What is a dataset? Part 2

In an earlier post I introduced the concept of datasets and how they are becoming more valuable via crowd sourcing tools. Tech guru Tim O’Reilly has suggested that, “Data is the next Intel Inside,” meaning that the next major commodity in our economy will be specific bodies of information or data. Here’s the money quote from the O’Reilly post:
“The race is on to own certain classes of core data: location, identity, calendaring of public events, product identifiers and namespaces. In many cases, where there is significant cost to create the data, there may be an opportunity for an Intel Inside style play, with a single source for the data. In others, the winner will be the company that first reaches critical mass via user aggregation, and turns that aggregated data into a system service.”
The goal of the Tagged Tanakh is to create such a dataset of information around the Jewish Bible and then produce services that enhance the experience of text study. JPS wants to shepherd this discrete body of data and serve as a hub for the multitude of digital Jewish resources that connect to the Bible and related texts (~ahem~ On1foot, MediaMidrash, OpenSiddurProject).

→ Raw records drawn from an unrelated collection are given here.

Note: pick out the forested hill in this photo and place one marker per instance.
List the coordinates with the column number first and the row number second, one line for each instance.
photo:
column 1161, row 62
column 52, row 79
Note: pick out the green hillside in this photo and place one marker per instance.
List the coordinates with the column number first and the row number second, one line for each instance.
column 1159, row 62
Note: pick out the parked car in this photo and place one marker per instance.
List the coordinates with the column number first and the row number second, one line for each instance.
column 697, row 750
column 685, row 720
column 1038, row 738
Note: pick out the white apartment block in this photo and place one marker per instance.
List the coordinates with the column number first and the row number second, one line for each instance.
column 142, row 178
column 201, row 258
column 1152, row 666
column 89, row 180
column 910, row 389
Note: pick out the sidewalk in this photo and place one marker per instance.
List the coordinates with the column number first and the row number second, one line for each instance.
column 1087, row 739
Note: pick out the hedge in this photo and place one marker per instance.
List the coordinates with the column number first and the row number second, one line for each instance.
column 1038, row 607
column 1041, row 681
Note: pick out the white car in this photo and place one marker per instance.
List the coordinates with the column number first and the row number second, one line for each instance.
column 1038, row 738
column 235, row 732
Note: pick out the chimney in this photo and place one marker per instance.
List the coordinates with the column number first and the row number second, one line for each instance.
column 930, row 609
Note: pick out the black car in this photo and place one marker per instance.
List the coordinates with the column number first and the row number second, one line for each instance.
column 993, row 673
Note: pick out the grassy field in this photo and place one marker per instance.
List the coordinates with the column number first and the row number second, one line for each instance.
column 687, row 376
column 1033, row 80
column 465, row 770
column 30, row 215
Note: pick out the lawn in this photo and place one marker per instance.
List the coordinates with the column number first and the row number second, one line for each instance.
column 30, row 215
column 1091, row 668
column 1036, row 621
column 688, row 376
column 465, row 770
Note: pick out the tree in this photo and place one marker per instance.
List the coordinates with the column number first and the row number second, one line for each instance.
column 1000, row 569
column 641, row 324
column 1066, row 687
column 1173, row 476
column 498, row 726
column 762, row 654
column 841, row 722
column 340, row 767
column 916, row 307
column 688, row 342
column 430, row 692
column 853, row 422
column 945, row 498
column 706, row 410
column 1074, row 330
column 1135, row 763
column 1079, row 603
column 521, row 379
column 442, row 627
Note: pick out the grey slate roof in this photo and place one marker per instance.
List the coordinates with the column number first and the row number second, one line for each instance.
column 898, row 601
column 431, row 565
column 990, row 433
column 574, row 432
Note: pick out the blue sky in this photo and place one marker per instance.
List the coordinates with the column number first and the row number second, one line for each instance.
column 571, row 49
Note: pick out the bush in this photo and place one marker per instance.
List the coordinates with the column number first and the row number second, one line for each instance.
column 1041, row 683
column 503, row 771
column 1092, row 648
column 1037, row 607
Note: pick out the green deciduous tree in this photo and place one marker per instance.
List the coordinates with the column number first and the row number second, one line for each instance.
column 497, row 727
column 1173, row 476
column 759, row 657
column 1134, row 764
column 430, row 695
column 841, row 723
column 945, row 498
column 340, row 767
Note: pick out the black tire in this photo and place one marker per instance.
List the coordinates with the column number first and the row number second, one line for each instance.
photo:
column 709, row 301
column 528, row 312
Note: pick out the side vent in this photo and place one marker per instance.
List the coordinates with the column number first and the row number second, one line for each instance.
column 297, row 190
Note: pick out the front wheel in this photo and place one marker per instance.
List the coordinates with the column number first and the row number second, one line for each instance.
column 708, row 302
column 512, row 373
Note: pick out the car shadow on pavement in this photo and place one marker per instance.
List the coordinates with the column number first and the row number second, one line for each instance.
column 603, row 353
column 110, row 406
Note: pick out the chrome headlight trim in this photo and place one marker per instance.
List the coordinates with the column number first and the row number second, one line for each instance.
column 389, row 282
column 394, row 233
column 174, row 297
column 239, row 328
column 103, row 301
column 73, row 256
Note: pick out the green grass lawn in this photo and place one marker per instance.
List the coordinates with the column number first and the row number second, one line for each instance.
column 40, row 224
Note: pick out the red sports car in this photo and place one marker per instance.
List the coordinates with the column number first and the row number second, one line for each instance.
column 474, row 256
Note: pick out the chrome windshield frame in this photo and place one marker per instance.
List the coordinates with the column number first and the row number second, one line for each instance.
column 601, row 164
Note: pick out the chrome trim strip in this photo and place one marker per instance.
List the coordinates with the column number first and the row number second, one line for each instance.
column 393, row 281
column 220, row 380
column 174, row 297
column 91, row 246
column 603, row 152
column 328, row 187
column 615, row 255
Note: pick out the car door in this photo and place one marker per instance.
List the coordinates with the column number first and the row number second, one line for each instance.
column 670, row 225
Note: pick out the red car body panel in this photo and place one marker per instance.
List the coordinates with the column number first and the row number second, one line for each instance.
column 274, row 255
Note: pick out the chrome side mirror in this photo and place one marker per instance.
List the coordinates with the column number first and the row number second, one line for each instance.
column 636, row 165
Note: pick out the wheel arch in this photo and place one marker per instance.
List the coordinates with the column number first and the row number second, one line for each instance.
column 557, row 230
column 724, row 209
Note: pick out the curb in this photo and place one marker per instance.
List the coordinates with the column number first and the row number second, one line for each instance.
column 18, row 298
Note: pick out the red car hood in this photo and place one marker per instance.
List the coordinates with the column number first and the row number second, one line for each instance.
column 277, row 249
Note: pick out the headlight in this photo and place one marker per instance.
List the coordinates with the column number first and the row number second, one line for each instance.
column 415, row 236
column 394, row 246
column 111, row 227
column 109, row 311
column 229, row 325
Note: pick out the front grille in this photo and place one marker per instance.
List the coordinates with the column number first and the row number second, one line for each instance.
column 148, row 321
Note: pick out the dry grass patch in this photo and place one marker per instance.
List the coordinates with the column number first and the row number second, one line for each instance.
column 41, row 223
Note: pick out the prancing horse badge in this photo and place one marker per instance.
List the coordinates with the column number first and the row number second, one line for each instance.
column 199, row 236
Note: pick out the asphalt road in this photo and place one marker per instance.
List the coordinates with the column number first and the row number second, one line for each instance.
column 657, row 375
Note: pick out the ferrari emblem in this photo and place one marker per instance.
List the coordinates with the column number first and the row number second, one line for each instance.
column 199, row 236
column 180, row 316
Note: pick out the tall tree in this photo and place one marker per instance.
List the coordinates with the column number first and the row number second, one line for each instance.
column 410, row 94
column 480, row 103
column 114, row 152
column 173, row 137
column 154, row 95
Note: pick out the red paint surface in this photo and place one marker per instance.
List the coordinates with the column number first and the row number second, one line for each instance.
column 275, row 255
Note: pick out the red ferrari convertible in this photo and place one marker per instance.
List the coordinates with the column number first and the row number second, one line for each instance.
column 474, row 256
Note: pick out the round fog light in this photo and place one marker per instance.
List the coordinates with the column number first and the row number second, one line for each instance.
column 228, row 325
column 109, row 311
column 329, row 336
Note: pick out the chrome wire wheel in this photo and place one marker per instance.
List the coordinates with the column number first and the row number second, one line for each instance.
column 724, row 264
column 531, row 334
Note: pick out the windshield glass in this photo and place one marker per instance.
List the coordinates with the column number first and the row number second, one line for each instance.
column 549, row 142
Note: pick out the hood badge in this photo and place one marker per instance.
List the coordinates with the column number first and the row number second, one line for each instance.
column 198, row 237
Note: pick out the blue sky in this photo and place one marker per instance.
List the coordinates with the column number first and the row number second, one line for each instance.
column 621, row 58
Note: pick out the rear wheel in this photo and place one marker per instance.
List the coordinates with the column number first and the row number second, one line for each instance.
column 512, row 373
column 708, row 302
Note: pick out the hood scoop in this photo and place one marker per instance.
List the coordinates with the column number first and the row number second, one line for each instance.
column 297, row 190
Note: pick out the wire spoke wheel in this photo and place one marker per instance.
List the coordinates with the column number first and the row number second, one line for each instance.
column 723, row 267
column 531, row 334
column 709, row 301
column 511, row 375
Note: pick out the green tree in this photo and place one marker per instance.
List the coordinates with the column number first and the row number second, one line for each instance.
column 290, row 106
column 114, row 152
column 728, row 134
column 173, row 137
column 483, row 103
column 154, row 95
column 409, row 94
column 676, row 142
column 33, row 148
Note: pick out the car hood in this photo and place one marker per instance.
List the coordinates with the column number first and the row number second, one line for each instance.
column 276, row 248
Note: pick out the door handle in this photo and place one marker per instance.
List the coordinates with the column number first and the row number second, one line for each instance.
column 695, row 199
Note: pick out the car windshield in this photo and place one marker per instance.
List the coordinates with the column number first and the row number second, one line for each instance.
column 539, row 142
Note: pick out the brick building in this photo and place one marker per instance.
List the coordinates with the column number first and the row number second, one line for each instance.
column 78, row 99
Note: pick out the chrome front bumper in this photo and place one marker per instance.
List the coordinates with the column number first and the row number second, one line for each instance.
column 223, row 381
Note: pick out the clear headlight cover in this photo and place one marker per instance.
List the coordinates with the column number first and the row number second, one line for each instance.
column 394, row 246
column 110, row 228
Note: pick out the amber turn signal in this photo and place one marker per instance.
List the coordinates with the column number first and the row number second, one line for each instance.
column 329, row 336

What would happen if JPS sponsored a contest to use data visualization tools to help generate new biblical commentaries? Or imagine when the mitzvah projects for all of the Bar/Bat Mitzvahs in 2012 contribute to a crowd-sourced music video of 7th graders rapping the Bible. New methods for engaging Jewish text are at our fingertips with a dataset of the Tanakh.
As Bill Moyers put it: “The more each of us knows and understands (the Bible), the better our chances for living purposeful lives, creating strong families, building solid communities, and forging a more tolerant and vibrant democracy … together.”
So to answer the question, what is a dataset? The answer for some is money, for others it is power, and for us it is a conversation.


I agree with most of what
I agree with most of what you’re saying about crowdsourcing and datasets. I don’t think that closed data on closed platforms will make it a reality. Open standards, open platforms, and open sharing arrangements are the only way it will work. Otherwise, you just end up creating smaller incompatible (by legal or technical constraints) data-fiefdoms.
Web 1.0 is instructive in both how it can go right and how it can go wrong. The fact that the Internet/web exists as-is and that nearly every platform can access it on identical terms is quite amazing. On the other hand, remember the bad old days of the “designed for Internet Explorer”/”designed for Netscape” web?
Open Is The Way
I 100% agree, open platforms and sharing arrangements is the way of the future - at least for success unless you’re a major player IMO.
Microsoft believe data = $$
Just saw this and had to share:
http://gigaom.com/2009/11/17/microsofts-future-lies-in-software-and-data...
Looks like the Tagged Tanakh could benefit from the DALLAS data collection possibly.
thanks for the link. quite
thanks for the link. quite interesting.
really? thanks for the
really? thanks for the explanation.
Open source vs otherwise
One can certainly do more with open source, but so far there arn’t many credited player in the open source area.